Arthur Heming
Canadian Voyageurs, c. 1900-10
92.3 x 37.12 cm
Royal Ontario Museum

Patterned on Ojibway and Algonquin styles, the eight-metre North Canoe was built of birch, birchbark, white cedar, and spruce. In fur trade use it would carry about two tons of freight, two passengers, and six paddlers.

Moving in "brigades" of three or four, these vessels averaged thirty miles (forty-eight kilometres) each day, including overland portages. A run to the Pacific or Arctic from Fort William (Thunder Bay) could take three months - with an equally long haul back to the Great Lakes the next season.

In addition to portraying both Montreal and North Canoes, the artist shows heavier handpowered and sail-rigged watercraft in regular Hudson's Bay Company use. She also reveals how fur trade vessels and their cargoes were portaged around rapids or falls.

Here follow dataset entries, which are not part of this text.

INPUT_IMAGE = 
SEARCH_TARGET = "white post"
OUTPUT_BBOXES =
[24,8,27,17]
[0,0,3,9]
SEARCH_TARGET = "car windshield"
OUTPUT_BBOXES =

Frances Anne Hopkins (1838-1919)
The Red River Expedition at Kakabeka Falls, 1877
Oil on canvas, 91.4 x 152.4 cm
National Archives of Canada (C-2775)


Paul Kane (1810-1871)
White Mud Portage, Winnipeg River, c. 1851-56
Oil on canvas, 46 x 74 cm
National Gallery of Canada (138)

This scene of portaging around river rapids plainly shows the ease of handling birchbark canoes on both water and land.